Well, not panic, but time has gotten away from me. Today I ran around like an idiot and am just stopping now. Taking three children to the beach for a week involves a lot of work.  Most of the packing is done. Tomorrow is grocery shopping, taking the dog to the vet for a kennel cough vaccine, and getting over to my mother’s place. Caring for aging parents and one aging man who is not my parent would make for an interesting blog someday. Many people are dealing with that. While I am on vacation, my sister will manage that situation, and my mother will check on my house for me. So all is not lost. I am committed to taking a full week vacation from Saturday to Saturday. I will be leaving my computer behind because it interferes with my ability to totally relax and forget about real life. And I confess, it has a tendency of interfering with the time I spend with my children. I will not be using my laptop to take notes during law school because it will interfere with my ability to concentrate there. I am an unashamed addict.

On the law school front, I received my bill today. The credit balance is lovely. On the other hand, I also received my daughter’s bill for college today. That balance will eat up my credit balance in no time. I worry that my daughter does not appreciate the significant cost involved in her education. While she is a hard worker, she is also a spender. She will need to be poorer as a college student than she has ever been in her life, because I am not going to be able to support her beyond my contribution to her costs. If I send her an extra $50 a month, she’ll be lucky. I hope she is able to manage.

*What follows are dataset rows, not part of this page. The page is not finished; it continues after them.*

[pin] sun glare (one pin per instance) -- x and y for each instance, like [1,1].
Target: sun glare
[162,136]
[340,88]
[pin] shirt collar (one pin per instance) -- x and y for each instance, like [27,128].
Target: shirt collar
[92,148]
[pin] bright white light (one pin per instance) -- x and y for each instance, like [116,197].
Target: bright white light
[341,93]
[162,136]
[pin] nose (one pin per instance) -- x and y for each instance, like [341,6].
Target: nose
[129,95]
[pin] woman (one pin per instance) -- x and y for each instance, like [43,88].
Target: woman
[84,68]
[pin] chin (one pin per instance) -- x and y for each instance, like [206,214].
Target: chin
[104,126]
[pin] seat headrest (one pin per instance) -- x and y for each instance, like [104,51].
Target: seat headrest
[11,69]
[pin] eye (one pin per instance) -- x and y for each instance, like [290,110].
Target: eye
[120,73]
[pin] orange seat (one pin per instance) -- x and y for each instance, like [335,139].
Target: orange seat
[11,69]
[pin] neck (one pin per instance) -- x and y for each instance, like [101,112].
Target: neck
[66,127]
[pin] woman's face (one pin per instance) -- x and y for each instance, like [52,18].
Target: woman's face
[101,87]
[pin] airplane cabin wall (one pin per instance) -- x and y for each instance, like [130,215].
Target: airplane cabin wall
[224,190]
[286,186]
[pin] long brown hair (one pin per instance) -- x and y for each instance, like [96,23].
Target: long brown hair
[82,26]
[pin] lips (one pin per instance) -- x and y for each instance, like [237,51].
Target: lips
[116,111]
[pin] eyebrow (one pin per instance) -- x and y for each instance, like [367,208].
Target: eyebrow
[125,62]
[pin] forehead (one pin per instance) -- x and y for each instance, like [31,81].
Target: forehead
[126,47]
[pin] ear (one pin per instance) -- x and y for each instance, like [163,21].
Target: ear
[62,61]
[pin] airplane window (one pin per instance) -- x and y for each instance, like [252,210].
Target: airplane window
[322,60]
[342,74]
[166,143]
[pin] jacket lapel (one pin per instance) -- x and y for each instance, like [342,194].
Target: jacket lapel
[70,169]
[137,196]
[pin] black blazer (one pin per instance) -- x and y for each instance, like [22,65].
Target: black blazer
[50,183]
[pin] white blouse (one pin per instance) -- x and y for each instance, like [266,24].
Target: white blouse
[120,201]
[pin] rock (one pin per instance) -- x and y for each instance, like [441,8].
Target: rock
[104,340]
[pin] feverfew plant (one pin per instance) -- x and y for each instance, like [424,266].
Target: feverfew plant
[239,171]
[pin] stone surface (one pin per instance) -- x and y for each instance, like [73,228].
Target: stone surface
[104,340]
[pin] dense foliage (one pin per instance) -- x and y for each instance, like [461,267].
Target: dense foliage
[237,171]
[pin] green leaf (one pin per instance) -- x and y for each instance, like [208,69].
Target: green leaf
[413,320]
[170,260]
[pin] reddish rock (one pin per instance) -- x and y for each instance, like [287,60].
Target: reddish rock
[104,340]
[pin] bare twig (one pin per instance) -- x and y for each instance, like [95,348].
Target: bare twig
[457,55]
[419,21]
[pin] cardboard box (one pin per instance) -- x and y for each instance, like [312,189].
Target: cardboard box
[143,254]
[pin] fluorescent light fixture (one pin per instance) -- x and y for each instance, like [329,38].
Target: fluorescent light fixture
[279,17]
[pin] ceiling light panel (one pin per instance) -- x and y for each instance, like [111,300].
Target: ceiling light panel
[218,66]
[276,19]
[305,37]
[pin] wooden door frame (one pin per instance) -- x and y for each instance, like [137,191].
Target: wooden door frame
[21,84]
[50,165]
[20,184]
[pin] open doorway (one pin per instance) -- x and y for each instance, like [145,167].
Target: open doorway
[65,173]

I’m considering the benefits of re-binding my case books for law school. I am not a rolling backpack kind of girl. Nor am I prepared to lug unnecessary weight on what will amount to a long walk from my car to the law school. I will look into this more and post when I find a solution. Of course first I would need to buy the casebooks and other required materials. I have not done that and it doesn’t look likely for tomorrow. But it might not matter because I have decided to avoid used texts, at least for this first semester. I think the highlighting of others would bother me.  So there is no rush. But who knows. Maybe tomorrow I will operate on high speed and accomplish miracles. Doubtful, but possible.

When I get back from vacation, I will have significant amounts of preparation to do. I love having this blog and I will consider ways of using it that will be useful and inspiring to others. Daily posting in the midst of 1L is probably not realistic. And I don’t want it to become an online version of my personal journal. I already have one of those. But I do think having a blog is good, and I will find a way to keep it up. Emotionally, thoughts of law school consume me. I am completing my necessary tasks, taking care of my children, going to work, etc. But my heart and mind are gone.  All I want to do is find my way to satisfaction. Law school and the ability to involve myself in intellectual matters are the ticket to happiness for me.